Agemira e RALF se consideram uma equipe. “Estamos lutando por uma causa nobre”, disse Romuald à DW.
Para ele, é um caso claro: Ruanda está a ocupar a RD Congo, violando o direito internacional, roubando as suas matérias-primas — por exemplo, da mina de coltan em Rubaya, cerca de 50 quilómetros (31 milhas) a oeste de Goma — e forçando milhões de pessoas a fugir.
“Eu disse à minha esposa que não voltaria até que os refugiados pudessem voltar para casa”, disse Romuald.
Em Fevereiro, anunciou com confiança que a ocupação (M23) terminaria no final de 2024.
Mas agora, pouco antes do final do ano, os combates continuam intensos, apesar de ter havido oficialmente um cessar-fogo desde Agosto. As negociações diplomáticas entre a RD Congo e o Ruanda não conseguiram até agora trazer a paz.
Romuald admite que estava muito otimista. Ele cita a superioridade técnica e melhor disciplina do exército ruandês como a razão pela qual os militares congoleses estão a perder terreno.
A disciplina é algo em que o lado congolês precisa de trabalhar. Há alguns meses, vários combatentes da RALF deixaram o país porque o governo congolês não pagou os seus salários a tempo.
Enquanto trocavam de avião no aeroporto de Adis Abeba, eles ainda zombavam de como tudo está no Congo campo campo. Isso é Kiswahili para lento. No entanto, Romuald disse que o problema já foi resolvido.
Salários mais altos do que os soldados congoleses
Segundo o coronel reformado, a remuneração dos estrangeiros varia entre 5.000 e 6.000 dólares (4.700 a 5.600 euros) por mês, dependendo da sua patente.
“Isso é muitas vezes mais do que as poucas centenas de dólares que os soldados congoleses ganham”, disse Onesphore Sematumba, analista congolês do International Crisis Group em Nairobi. Ele considera o tratamento desigual de soldados locais e estrangeiros “um pouco racista”.
Os oficiais estrangeiros ficam em hotéis ou vilas e circulam em novos veículos do exército, enquanto os soldados congoleses têm de caminhar, observou. Esse tipo de coisa desperta ciúme. Um oficial de segurança da Agemira também admitiu isto enquanto aproveitava a noite num restaurante no Lago Kivu.
Sematumba credita aos mercenários a defesa de Goma e Sake até agora. Mas observou que não podem impedir o avanço do M23 na província rural. “Essas pessoas bem pagas não estão realmente fazendo diferença.”
Sematumba aludiu também ao facto de, além do exército congolês e dos mercenários, o Força de paz da ONU Monuscosoldados do Comunidade de Desenvolvimento da África Austral (SADC)unidades do Burundi e vigilantes militantes também estão envolvidos no conflito em curso no Congo. Tropas da Comunidade da África Oriental também foram destacadas temporariamente.
‘Não estou nisso pelo dinheiro’
Romuald afirma que os europeus não estão na RD Congo por dinheiro. “É o meu trabalho e é uma aventura”, explicou.

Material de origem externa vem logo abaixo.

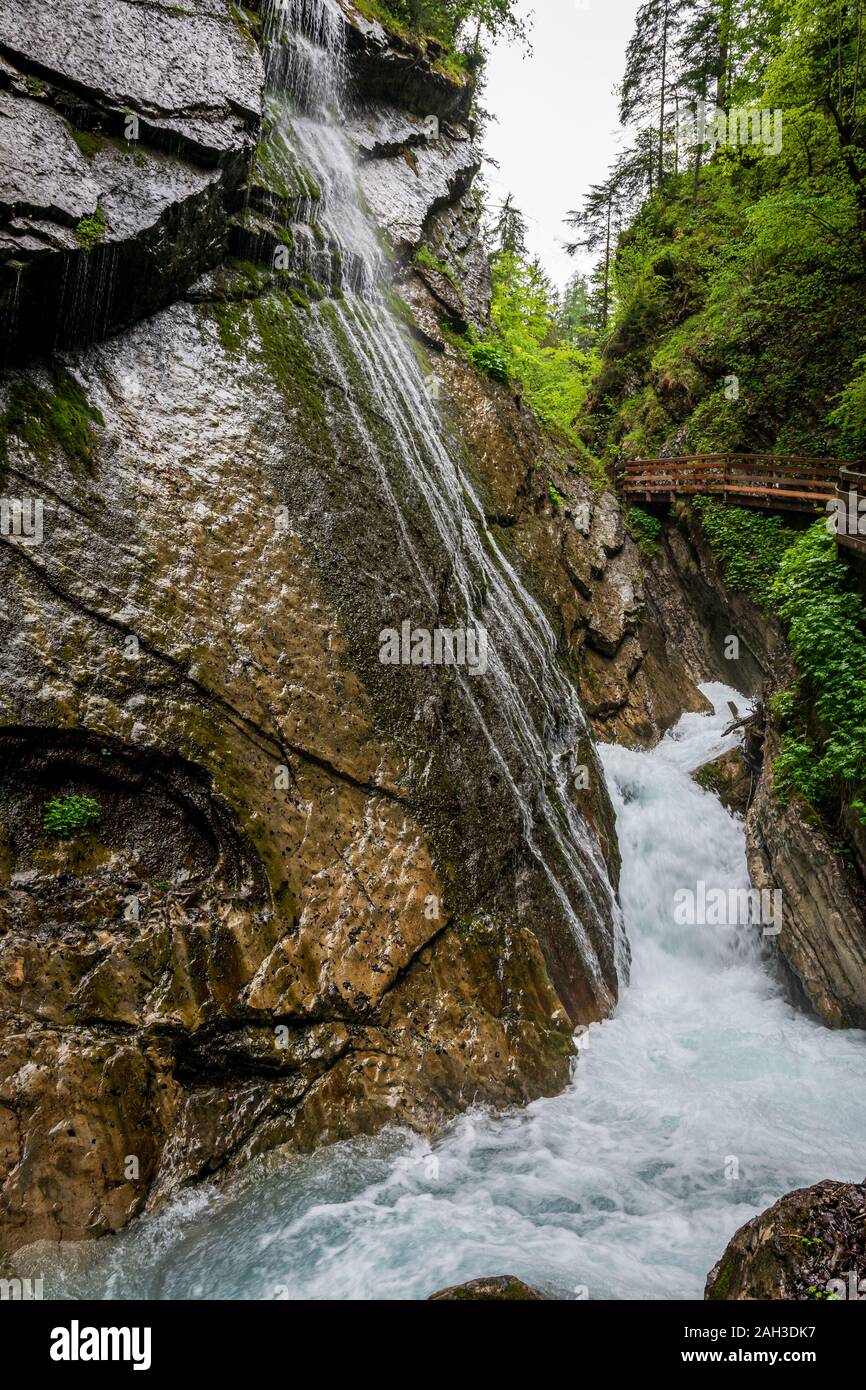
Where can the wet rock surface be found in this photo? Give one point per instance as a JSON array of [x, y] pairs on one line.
[[501, 1289], [125, 135], [309, 904], [809, 1247], [730, 779], [823, 931]]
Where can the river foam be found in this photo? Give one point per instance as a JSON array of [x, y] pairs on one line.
[[705, 1098]]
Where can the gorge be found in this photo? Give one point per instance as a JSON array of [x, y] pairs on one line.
[[364, 979]]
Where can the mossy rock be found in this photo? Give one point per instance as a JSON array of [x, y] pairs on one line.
[[501, 1289]]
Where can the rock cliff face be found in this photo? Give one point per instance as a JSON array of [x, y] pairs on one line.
[[822, 943], [321, 893]]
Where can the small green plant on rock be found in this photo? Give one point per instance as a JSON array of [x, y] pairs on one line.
[[64, 816], [91, 230], [644, 528], [556, 498], [489, 359]]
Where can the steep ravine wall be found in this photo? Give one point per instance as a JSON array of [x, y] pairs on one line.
[[819, 872], [319, 900]]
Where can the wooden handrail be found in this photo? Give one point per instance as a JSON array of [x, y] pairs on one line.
[[794, 483]]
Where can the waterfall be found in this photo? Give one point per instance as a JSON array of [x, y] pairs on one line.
[[526, 710], [705, 1100]]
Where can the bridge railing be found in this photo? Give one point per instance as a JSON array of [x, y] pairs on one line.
[[851, 516], [786, 483]]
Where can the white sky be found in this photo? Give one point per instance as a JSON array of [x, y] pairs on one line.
[[556, 128]]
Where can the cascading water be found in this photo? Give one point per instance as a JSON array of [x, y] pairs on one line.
[[705, 1098], [701, 1102], [526, 712]]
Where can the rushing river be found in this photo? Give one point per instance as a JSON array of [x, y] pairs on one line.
[[702, 1101]]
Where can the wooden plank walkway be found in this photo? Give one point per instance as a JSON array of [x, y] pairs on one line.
[[783, 483]]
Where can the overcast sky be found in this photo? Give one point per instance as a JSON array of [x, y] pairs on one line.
[[556, 128]]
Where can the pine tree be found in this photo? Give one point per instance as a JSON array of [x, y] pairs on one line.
[[509, 231]]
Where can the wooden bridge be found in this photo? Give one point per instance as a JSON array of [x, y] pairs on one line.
[[784, 483]]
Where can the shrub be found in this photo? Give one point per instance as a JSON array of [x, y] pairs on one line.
[[489, 359], [644, 528]]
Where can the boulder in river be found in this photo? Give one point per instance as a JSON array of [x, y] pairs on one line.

Romuald se vê principalmente como consultor. “Não somos mercenários”, disse ele. Os funcionários da Agemira nem portam armas. Os militares da RALF podem ter armas, mas só lutariam defensivamente se Goma ou Sake fossem atacados.
O mercenarismo é um crime na Europa. Romuald disse que os serviços secretos em França e na Roménia questionam por vezes os oficiais militares da Agemira e da RALF quando estão de licença. “Assim que começarmos a nos comportar como mercenários, eles nos prenderão.”
As práticas comerciais de muitas empresas de segurança privada não são transparentes. A Human Rights Watch acusa a Africa Corps (anteriormente Grupo Wagner) da Rússia e a Academi (anteriormente Blackwater) dos EUA de crimes. “Eles destroem aldeias inteiras”, disse Romuald.
Até agora, os activistas dos direitos humanos em Goma não tiveram provas de que a Agemira ou a RALF estejam a cometer crimes ou a fazer negócios com matérias-primas. “O contexto é diferente de Wagner”, explicou Sematumba.
Os mercenários no Congo não estão na linha da frente nem nas regiões mineiras. “Eles não têm oportunidade de equiparar os rebeldes aos civis e matá-los”, acrescentou.
Este artigo foi escrito originalmente em alemão.